9:ババ様の審問
白神岳から帰ってすぐ、オットーはオババの手の者に拉致されていた。
彼は今、村の長老であるババ様三衆に囲まれ、村の集会所で正座させられている。
「オットーや」
真ん中に座る最高齢のババ様が、深い皺の刻まれた顔で、静かに、しかし有無を言わせぬ声で口を開いた。
「わしは、村から眺める美しい白神岳が大好きじゃった。それが、あのような姿になってしまった…かわいそうに…あれは一体、何事じゃ?!」
オットーは冷や汗を拭った。ジンと二人で考えた荒ぶる神を鎮めたと言うシナリオは、どうも通用しそうにない。
「ええと、その……誠に申し訳ございません。巨大な悪神アラハバキが山頂に現れまして、アラハバキによって山が崩されてしまいました。」
「ふむ。悪神アラハバキと申したか。この罰当たり者が!!」
「ぐっ…、しかしっ!」
「白神岳は、ただの山ではない。島の命そのものじゃ。それを、神の怒りなどと都合の良い言葉で誤魔化し、挙句の果てに湖の水を抜き、土を崩すとは……お主の行ったことは、神への冒涜じゃ!」
「いや、確かにあの時、敵であったアラハバキは、我らを滅ぼそうとしておりました。」
あれ?驕り高ぶる人間って俺とジンの二人に対しての言葉?村に被害は…いや、そんな訳ないな。

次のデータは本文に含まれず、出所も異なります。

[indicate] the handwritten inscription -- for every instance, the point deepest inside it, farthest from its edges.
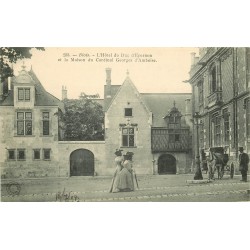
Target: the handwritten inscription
(102, 57)
(67, 196)
(13, 188)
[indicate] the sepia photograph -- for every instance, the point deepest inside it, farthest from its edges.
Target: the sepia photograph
(125, 124)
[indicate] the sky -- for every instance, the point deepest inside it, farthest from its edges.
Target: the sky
(164, 72)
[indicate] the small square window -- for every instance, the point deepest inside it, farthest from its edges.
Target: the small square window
(46, 154)
(11, 154)
(21, 154)
(128, 112)
(177, 138)
(37, 154)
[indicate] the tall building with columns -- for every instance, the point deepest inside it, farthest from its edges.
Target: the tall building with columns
(220, 80)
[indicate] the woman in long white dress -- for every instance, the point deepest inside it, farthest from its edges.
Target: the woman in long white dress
(118, 163)
(125, 182)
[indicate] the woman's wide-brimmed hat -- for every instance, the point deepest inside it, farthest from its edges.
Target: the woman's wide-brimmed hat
(118, 152)
(129, 154)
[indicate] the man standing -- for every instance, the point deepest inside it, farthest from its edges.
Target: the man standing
(243, 164)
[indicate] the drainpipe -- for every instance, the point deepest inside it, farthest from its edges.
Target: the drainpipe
(235, 93)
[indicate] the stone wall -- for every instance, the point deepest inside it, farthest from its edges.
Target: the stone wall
(65, 148)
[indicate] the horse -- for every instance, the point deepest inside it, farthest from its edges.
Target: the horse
(218, 162)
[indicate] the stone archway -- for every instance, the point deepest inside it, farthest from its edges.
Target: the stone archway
(166, 164)
(82, 163)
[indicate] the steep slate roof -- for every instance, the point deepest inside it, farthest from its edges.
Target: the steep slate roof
(42, 98)
(128, 81)
(160, 104)
(113, 91)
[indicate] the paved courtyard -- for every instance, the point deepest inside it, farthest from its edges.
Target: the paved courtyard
(151, 188)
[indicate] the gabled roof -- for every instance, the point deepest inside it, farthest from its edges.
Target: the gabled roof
(112, 89)
(128, 81)
(42, 97)
(161, 103)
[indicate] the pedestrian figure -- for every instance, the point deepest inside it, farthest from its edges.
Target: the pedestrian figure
(243, 164)
(125, 180)
(211, 165)
(118, 162)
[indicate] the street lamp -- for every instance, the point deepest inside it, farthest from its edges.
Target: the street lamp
(198, 174)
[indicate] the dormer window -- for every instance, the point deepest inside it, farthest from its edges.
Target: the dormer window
(23, 94)
(128, 112)
(24, 123)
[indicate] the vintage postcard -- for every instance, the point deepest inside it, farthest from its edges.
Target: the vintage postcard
(117, 124)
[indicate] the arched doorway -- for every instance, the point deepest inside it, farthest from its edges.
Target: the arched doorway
(82, 163)
(166, 164)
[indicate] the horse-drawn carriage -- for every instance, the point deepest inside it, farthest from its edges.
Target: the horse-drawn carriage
(216, 159)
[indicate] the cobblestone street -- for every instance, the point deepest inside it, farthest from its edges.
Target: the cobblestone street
(151, 188)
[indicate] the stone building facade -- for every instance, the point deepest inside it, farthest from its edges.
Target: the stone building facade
(29, 128)
(220, 79)
(155, 127)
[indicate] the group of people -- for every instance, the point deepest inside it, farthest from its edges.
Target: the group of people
(214, 159)
(123, 179)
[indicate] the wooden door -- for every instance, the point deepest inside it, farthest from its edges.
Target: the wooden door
(166, 164)
(81, 163)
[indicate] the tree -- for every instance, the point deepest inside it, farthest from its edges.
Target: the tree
(82, 120)
(9, 55)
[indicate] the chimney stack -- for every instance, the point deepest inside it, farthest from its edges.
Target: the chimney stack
(64, 93)
(188, 106)
(108, 76)
(192, 59)
(1, 90)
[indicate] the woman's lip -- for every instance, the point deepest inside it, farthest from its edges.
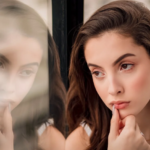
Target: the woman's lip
(121, 105)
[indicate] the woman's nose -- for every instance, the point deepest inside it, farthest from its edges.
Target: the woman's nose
(115, 86)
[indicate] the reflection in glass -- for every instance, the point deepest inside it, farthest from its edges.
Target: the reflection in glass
(34, 93)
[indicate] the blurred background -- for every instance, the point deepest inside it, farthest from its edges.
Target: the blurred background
(91, 6)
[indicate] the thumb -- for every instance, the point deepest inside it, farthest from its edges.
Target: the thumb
(7, 122)
(114, 127)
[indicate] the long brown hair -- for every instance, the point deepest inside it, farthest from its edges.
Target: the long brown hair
(128, 18)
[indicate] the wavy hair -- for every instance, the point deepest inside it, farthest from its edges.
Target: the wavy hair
(128, 18)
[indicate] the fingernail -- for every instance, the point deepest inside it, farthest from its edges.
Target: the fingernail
(9, 107)
(113, 110)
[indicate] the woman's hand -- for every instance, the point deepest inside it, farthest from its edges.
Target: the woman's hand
(129, 138)
(6, 133)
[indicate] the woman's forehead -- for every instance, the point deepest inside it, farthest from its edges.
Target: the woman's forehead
(110, 46)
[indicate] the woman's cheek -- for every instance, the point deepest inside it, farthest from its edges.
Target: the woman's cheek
(101, 90)
(140, 82)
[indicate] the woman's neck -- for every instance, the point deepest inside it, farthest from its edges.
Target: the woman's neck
(144, 122)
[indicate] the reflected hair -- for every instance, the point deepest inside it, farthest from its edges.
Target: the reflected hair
(128, 18)
(46, 97)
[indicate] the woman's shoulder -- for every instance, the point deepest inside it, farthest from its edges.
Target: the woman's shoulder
(52, 139)
(77, 140)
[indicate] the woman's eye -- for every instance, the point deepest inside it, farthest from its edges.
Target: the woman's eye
(26, 73)
(126, 66)
(98, 74)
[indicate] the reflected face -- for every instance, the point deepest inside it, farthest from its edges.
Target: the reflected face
(120, 72)
(20, 58)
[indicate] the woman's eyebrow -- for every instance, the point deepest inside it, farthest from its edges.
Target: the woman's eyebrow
(116, 61)
(4, 58)
(31, 64)
(122, 57)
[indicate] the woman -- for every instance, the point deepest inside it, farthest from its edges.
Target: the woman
(110, 69)
(30, 81)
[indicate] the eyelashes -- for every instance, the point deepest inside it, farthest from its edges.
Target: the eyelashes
(125, 67)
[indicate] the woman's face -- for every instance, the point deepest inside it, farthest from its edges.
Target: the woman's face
(120, 72)
(20, 57)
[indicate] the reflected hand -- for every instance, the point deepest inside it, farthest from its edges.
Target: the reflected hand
(129, 137)
(6, 133)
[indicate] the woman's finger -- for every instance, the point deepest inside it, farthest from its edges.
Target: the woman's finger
(114, 127)
(7, 122)
(129, 122)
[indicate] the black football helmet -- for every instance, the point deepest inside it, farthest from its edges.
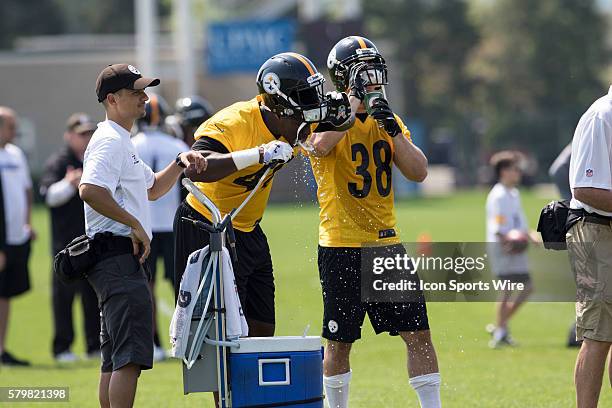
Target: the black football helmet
(349, 52)
(291, 87)
(156, 110)
(193, 111)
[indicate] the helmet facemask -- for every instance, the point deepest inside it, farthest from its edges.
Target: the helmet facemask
(305, 102)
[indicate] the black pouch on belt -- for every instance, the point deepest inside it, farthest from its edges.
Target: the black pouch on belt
(74, 262)
(553, 224)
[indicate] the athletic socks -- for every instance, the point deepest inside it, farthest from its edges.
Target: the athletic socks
(427, 388)
(499, 333)
(336, 389)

確かに、アラハバキと自称していた石像は、魔物を生み出していた。いや、しかし…
オットーは観念したように頭を下げた。
「全くもって、返す言葉もございません。私の不手際です。ジンには指示を出しておりませんでしたので、全て私の責任です」
「…火山湖の水もあのような気味の悪い色になってしまって…」
ババさまは深くため息をついた。
「しかし、三分の二が死ぬという『狂乱の波』の恐ろしさを、わしらは知っておる。島の未来を考えれば、お主等の蛮行にも目を瞑るしかないのかのう…」
オットーは顔を上げた。
「それじゃあ?!」
「責任は取ってもらうぞ。向こう一年、お主の狩った獲物の肉は、全て村に奉納すること。」
「全ては、さすがに…」
ババ様達に睨まれ、オットーは口を噤む。
「それと…ジンというあの筋肉馬鹿には、当面、薪割りと漁の手伝い以外はさせるな。これ以上、山を壊されては困る」
オットーは、安堵と疲労が入り混じった顔で、ペコリと頭を下げた。彼の処罰は、予想よりもはるかに軽いものだった。村の長老たちは、彼らの行動の危険性と功績、両方を理解していたのだ。
「しかし…なぁ、俺たちは英雄として、村人から感謝される予定だったのになー」
オットーは、肩を落とし家へととぼとぼ帰って行った。
◆◆◆
俺は、村を救った英雄のはずなのに、この冬、村で使う分の全ての薪割りをやらされていた。
いや、罰つてレベルじゃないだろ…原木はすでに切り倒されているのだが、原木はまだ、半分近くが森に放置されている。それを、薪割り所まで運び、ざっと1500本近くある原木を、薪にしていく。2ヶ月…いや、1ヶ月半か?
なんかやれそうな気がしてきた。 神焔解放使えば、良いしな。プロテインを量産しとこう。
俺は、割続けた。人々が心配するほど頑張った。コノミは、支援物質としてプロテインを俺に変わり作ってくれた。
そうして一ヶ月後、全ての薪割りは完了した。ものすごい達成感があるな…。筋肉も一回り成長した。筋肉の喜びが聞こえてくる。
「やったねジン!あの量を一人でやり切るなんて…凄すぎるよ!」
筋肉じゃなくて、コノミの声だったわ…。
「どうしたの?なんか落胆した表情だけど…あ、今になって疲れが出たのかな?」
「あ、ああ。そうだな…。コノミもプロテインありがとな。」
「まぁ、内助の功ですよ。」
こいつ意味分かってるのかな?コノミは何時、俺の嫁になったんだ。
薪割りで俺の処罰は終わったと思ってたんだが、この大量に割った薪を、各ご家庭に配りに行く仕事も追加された。理不尽すぎるだろ…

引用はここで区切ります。